COCONUTS HOT SPOT — Civil strife and famine set off a middle kingdom diaspora, sending millions of Chinese around the globe. Those emigrating landed in Southeast Asia, Australia and even as far away as the Americas. Naturally the cuisine followed, and Chinese cuisine in one form or another can be found almost anywhere on the planet.
It was in the United States, however, that Chinese food evolved in a most peculiar way, a way that took the cuisine furthest from its roots. While helping build the transcontinental railroad in the late 1800s, Chinese laborers were forced to adapt their own cuisine to the American palate using new world ingredients (broccoli and carrots aren’t native to China), toning down the exotic flavors and making dishes sweeter and thicker. This hybrid Chinese cuisine steadily grew in popularity until the 1950s, when canning proliferated. Canning technology allowed the cuisine to reach a widespread audience, and to make it even more confusing, regional variations started to spring up and “American Chinese” became part of the larger mishmash of what is considered “American” cuisine.
Americans love this gloopy, sticky, dulcified food. The Jewish population has embraced it as their go-to on holidays where everything else is closed; stoners have championed it as the standard “gourmet” meal to order after hitting the bong, and just about everyone else eats it regularly. It’s a North American staple.


Enter Fortune Cookie Restaurant, a four-month-old delivery service bringing this pseudo-Chinese fare to the City of Angels. The menu looks like it came straight from Spring Garden, a one-table Chinese take-out joint that filled my childhood with delicious memories, MSG (which doesn’t deserve the reputation it’s earned), and a false understanding of what “Szechuan” and “Hunan” Chinese cuisines are.

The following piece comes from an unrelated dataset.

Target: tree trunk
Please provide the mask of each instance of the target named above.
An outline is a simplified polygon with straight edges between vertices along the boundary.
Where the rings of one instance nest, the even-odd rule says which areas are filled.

There’s General Tso’s chicken, chop suey, lo mein, sweet and sour pork, moo shu pork, salt and pepper squid, kung pao chicken…if you’ve been to a Chinese restaurant in the United States then you know what to expect, but does Fortune Cookie nail that American taste?
In short, yes.
I grew up with the mid-Atlantic version of “Chinese food”, and that means proteins slathered in a thick, gooey sauce, served with some sort of vegetable(although no one really eats those) and a side of rice. The man behind the operation, Dan Koh, was schooled in all things American-Chinese in Maryland, a state that has thoroughly embraced this cuisine. In a blind taste test, I wouldn’t be able to tell the difference between the Fortune Cookie’s General Tso’s made in Bangkok and the General Tso’s made in New Jersey. The Chinese-American pioneer doesn’t substitute Thai vegetables for the American variety, and they don’t tune the flavor profile to the Thai palate, and that’s a good thing. You get the satisfying, deep-fried, wok-cooked goodness with no Thai-spin.

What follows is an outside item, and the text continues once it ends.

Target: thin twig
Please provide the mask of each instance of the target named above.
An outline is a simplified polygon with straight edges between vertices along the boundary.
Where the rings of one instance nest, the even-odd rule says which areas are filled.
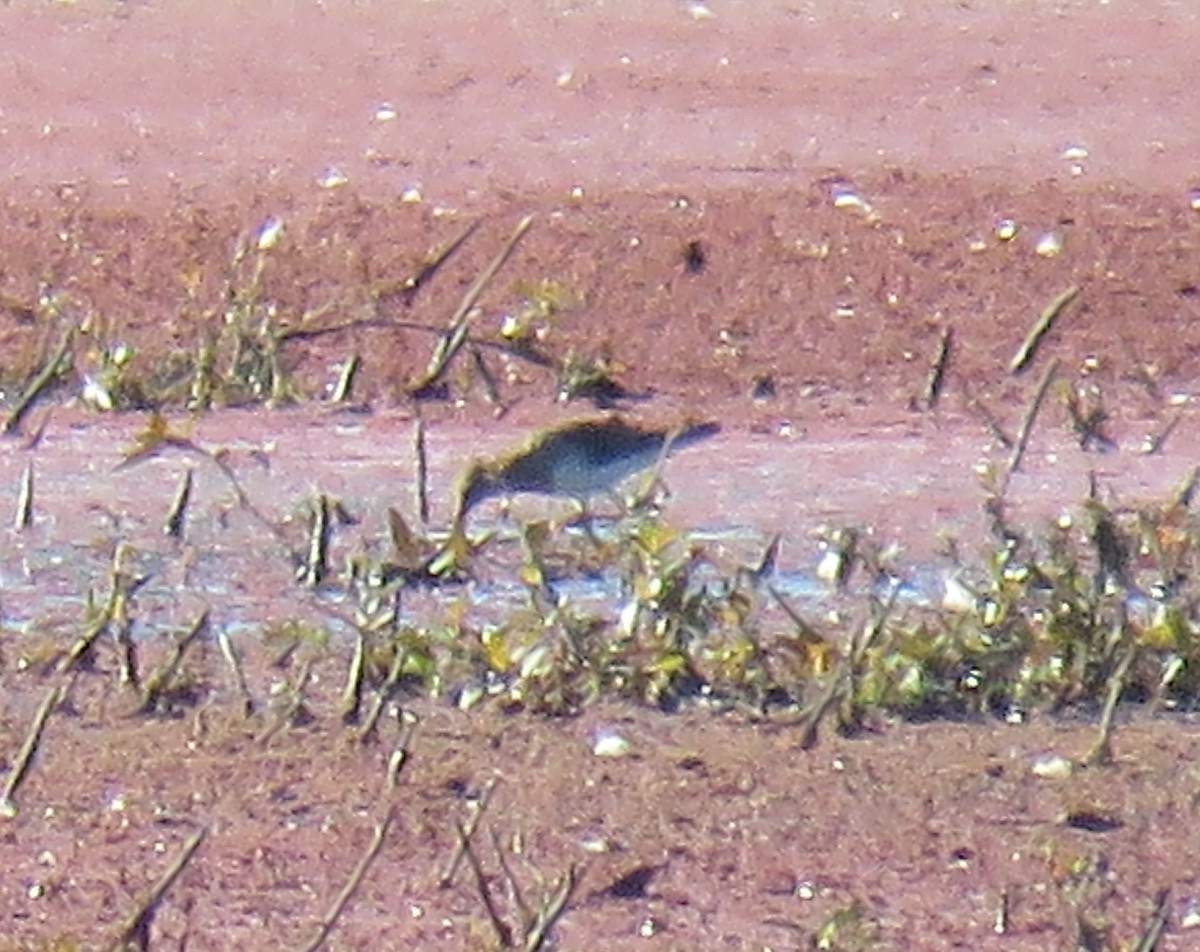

At the moment, Fortune Cookie only delivers; there’s no option to eat in. Authentic Chinese American joints are mostly take-out, anyway. The cuisine is geared toward nights in with a friend or significant other, a movie that doesn’t require thinking, sitting on a comfortable couch in clothes you wouldn’t wear to work and talking about trivial matters.
And the real test? See if the food is even better after keeping it the fridge for a day and then reheating it. The General Tso’s, Chow Mein, and Sweet and Sour pork passed with flying colors. There must be some sort of magic chemistry that occurs during the temperature fluctuations that brings out the “good stuff” in those viscous, gooey sauces, because it really does take it to the next level.
American expats and even their counterparts from across the pond and down under will totally get this cuisine, but the question remains: Will Thais embrace Chinese-American fare? It remains to be seen, but the stay-at-home-and- watch-dramas culture is strong here, and Fortune Cookie’s fare can really take that experience to the next level.